Shoppers depart with their bags at Toys R Us on Black Friday in New York
Shoppers depart with their bags at Toys R Us on Black Friday in New York November 26, 2010. REUTERS

U.S. consumers home on Thanksgiving used mobile platforms and especially their iPads from Apple (Nasdaq: AAPL) to generate a 17.4 percent boost in online sales, International Business Machines Corp. (NYSE: IBM) reported.

The surge rose to 20.7 percent on Nov. 23, so-called Black Friday for retailers, IBM said, based on a survey of cloud analytics.

Nearly a quarter of consumers used a mobile device to reach retailer sites, compared with only 14 percent a year ago, with users of iPads contributing to about 10 percent of all online shopping.

Next up was the iPhone, with nearly 9 percent of cyber orders, and phones using the Android OS from Google (Nasdaq: GOOG), with about 5.5 percent, IBM said.

IBM, of Armonk, N.Y., estimated 58 percent of all Black Friday shoppers used smartphones to find a bargain, compared with 41 percent who used tablets.

Moreover, the cyber tools helped shoppers to save money. The average order fell nearly 5 percent, to $181.22, while the average number of items ordered was 5.6, about 12 percent below the 2011 figure.

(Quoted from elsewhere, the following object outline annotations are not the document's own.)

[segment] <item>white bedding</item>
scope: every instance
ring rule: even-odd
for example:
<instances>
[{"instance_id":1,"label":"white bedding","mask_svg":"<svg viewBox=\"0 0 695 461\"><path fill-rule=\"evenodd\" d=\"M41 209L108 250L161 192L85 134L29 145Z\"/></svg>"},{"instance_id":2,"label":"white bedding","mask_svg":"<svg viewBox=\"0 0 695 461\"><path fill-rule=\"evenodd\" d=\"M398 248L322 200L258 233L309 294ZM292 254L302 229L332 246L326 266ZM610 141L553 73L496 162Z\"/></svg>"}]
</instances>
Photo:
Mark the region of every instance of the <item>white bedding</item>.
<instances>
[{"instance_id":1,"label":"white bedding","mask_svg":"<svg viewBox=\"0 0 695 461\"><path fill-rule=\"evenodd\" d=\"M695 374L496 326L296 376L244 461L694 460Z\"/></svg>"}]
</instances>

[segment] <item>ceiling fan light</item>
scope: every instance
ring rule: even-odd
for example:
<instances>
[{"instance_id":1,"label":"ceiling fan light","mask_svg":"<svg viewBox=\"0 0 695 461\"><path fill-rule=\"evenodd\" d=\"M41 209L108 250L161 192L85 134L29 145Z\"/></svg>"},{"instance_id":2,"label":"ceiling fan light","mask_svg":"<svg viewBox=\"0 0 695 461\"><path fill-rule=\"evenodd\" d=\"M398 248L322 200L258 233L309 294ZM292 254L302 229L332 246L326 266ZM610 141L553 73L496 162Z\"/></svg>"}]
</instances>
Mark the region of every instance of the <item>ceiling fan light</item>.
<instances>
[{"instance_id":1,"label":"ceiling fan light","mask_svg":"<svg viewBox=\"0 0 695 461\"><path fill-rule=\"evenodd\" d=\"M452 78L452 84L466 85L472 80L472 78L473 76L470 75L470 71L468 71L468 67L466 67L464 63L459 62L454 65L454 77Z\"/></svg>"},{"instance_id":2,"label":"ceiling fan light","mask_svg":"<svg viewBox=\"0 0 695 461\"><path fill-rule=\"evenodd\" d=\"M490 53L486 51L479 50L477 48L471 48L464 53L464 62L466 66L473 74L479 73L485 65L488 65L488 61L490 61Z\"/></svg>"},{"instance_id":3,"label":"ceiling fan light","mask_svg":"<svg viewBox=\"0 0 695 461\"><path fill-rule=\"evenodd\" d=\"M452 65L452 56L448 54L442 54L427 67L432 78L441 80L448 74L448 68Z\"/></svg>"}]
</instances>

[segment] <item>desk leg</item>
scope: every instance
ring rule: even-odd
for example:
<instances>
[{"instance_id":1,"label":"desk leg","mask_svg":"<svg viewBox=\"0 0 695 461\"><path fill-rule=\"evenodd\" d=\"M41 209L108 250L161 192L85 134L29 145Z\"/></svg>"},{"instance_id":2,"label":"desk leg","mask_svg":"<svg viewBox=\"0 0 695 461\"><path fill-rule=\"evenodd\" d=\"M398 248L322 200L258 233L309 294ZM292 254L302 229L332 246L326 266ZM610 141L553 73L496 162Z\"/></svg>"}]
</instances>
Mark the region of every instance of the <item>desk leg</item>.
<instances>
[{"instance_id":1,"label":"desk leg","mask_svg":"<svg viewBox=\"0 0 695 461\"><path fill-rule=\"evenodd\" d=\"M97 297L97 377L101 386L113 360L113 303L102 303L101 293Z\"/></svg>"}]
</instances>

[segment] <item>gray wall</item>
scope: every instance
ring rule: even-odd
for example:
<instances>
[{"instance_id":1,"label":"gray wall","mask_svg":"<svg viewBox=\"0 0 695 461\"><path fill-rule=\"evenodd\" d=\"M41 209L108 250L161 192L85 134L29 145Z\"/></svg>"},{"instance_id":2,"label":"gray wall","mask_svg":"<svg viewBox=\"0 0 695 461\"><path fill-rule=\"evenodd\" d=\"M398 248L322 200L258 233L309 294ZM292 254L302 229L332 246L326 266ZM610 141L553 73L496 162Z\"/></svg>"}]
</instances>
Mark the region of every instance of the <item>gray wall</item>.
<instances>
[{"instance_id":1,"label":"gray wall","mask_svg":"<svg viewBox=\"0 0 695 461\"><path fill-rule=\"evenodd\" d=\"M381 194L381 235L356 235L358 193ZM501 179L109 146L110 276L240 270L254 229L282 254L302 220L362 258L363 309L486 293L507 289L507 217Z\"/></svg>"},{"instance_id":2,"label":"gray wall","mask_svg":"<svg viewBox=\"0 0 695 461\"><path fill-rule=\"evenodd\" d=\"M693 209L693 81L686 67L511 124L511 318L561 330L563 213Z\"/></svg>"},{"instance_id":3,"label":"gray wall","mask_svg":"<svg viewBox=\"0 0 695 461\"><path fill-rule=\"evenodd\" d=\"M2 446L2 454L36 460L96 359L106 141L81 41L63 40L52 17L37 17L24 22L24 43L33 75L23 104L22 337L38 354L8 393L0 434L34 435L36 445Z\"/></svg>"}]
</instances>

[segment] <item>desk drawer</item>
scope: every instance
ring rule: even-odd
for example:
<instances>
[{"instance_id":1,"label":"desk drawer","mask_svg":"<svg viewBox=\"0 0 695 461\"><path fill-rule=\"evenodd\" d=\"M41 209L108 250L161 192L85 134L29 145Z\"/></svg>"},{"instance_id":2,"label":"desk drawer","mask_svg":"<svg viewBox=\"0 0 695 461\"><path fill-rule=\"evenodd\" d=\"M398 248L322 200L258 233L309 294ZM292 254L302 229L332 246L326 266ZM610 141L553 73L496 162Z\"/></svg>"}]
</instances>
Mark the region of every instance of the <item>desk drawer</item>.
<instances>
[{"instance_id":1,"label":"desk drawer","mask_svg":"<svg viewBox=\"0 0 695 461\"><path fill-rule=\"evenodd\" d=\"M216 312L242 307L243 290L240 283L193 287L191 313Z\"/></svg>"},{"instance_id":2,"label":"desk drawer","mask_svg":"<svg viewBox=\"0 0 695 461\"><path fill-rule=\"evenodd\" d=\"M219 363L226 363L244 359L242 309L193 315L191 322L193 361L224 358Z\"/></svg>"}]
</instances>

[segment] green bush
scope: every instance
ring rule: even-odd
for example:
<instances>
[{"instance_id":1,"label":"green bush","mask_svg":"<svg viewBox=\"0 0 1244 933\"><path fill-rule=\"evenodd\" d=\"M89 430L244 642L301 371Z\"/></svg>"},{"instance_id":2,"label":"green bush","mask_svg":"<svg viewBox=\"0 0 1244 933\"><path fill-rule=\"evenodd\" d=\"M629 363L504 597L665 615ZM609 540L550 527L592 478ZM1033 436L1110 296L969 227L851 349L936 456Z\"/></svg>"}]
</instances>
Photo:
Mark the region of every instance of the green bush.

“This year's holiday shopper was hungry for great deals,” said Jay Henderson, strategy director, IBM smarter commerce. “The big winners were chief marketing officers who used technology to not only deliver the right customer experiences but did so at the right touchpoint.”

In other data, IBM estimated department store sales overall rose nearly 17 percent above last year's Black Friday, health and beauty sales rose 11 percent and apparel sales jumped 17.5 percent.

IBM said it relied upon its proprietary IBM Digital Analytics Benchmark that tracks more than a million daily ecommerce deals as well as its IBM Social Sentiment Index to assess public opinion.

Shares of IBM fell 43 cents to $193.06 in early Monday trading.